Detached in this pious sort of way, Eugenio Pacelli was still worldly enough as Vatican Secretary of State to have negotiated the Reich Concordat with Hitler. Cornwell argues that the Concordat fatally weakened the Catholic Center party (by forcing it to dissolve "voluntarily") and thus neutralized all effective political opposition to him. While passionately argued, this part of the book is neither new nor completely convincing. (More than half of the footnotes in the two chapters on the Concordat begin with the words "Quoted in." These chapters are heavily dependent upon important books by Scholder, Helmreich, Volk and Friedlander.)

And, like so much of the book, it subsides into speculation with an odd conviction of certainty. Really, it is impossible to say with any confidence that the Center Party or Catholics in general would have resisted Hitler had it not been for the Concordat. In fact, the Party had been sliding rightward even before 1933. After 1933, many Catholics partly out of weariness with political and economic chaos kindled to Hitler’s promises of order and to his denunciations of Communism. Many were all too ready to embrace, or at least tolerate, him by then. Not least of these were the German bishops, who were not nearly so resistant to the Concordat as Cornwell suggests. In fact, most were probably relieved to have an agreement that at least seemed to protect the interests and clarify the status of the church in Germany. It is also worth remembering that Pacelli was not free-lancing but acting on behalf of a sitting pope, Pius XI.
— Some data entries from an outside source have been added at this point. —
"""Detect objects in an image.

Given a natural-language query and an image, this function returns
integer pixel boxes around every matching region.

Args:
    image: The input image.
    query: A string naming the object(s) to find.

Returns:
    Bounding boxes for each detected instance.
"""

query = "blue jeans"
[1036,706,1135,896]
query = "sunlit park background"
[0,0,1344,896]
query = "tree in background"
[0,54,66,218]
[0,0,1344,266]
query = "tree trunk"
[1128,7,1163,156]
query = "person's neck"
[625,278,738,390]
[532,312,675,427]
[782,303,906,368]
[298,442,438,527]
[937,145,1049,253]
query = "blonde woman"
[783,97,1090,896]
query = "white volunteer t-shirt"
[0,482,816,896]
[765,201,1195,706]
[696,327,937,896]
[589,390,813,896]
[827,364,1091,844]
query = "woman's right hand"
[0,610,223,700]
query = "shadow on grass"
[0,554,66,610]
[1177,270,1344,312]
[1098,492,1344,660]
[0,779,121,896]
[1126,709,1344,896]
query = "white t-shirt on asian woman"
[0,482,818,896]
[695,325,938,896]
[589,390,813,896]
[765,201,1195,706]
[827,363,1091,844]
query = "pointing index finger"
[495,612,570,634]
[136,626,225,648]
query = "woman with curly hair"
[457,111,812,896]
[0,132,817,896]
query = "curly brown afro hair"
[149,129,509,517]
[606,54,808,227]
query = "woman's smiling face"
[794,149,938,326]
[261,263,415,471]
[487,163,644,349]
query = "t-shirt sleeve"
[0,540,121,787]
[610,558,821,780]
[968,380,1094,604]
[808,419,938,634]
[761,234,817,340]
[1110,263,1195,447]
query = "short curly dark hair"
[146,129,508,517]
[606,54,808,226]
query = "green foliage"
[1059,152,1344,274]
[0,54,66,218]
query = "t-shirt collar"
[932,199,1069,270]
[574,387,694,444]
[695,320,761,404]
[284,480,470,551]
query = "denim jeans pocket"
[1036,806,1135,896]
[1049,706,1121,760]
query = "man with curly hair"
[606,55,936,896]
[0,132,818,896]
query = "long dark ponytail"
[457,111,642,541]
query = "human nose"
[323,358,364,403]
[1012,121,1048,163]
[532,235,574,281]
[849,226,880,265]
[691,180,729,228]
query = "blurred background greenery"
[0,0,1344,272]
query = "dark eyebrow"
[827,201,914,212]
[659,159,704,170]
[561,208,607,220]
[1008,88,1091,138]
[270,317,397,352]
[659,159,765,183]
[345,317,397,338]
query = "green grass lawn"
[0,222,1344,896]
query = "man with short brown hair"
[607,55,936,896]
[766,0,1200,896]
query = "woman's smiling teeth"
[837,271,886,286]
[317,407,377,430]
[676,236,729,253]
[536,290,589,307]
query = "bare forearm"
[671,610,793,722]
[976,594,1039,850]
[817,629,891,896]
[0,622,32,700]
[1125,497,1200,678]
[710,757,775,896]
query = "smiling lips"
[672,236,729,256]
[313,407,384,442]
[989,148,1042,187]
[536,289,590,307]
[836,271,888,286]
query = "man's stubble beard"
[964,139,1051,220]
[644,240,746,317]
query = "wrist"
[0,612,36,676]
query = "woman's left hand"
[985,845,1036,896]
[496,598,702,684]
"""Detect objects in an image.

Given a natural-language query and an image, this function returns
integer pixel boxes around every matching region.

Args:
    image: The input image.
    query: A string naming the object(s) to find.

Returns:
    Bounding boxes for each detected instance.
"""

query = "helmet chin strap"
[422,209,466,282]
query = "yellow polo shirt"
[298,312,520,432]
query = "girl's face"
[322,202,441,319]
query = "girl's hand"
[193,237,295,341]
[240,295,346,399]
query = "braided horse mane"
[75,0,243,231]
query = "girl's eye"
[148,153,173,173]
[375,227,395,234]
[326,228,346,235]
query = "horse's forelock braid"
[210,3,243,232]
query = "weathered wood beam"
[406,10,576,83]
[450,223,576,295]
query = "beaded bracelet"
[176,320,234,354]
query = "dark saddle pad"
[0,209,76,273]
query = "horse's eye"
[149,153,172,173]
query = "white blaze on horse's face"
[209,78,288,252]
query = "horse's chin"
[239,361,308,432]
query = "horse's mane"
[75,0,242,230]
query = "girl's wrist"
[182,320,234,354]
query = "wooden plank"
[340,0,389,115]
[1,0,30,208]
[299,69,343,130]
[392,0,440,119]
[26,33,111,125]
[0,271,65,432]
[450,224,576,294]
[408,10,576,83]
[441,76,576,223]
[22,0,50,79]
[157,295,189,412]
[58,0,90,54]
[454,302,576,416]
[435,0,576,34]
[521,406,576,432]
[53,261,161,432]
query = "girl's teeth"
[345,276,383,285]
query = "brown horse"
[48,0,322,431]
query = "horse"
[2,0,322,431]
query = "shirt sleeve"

Cornwell’s treatment of an earlier Concordat, with Serbia, is the one point where the book indisputably goes off the rails. In 1914, Pacelli concluded a Concordat intended to protect Catholic interests in Serbia. This so angered the Austro-Hungarians, Cornwell argues, that it, in effect, led to the First World War made it "inevitable" (p. 51) as Cornwell puts it. It may be true that war was inevitable, but the Concordat had nothing to do with it. Much more pertinent were numerous sources of tension between Vienna and Serbia, a complex network of alliances that guaranteed that, once begun, war would draw all in and, finally, an explosive event in the assassination of the Archduke in Sarajevo. To suggest Pacelli’s Concordat played any role in leading the world to war is really quite odd.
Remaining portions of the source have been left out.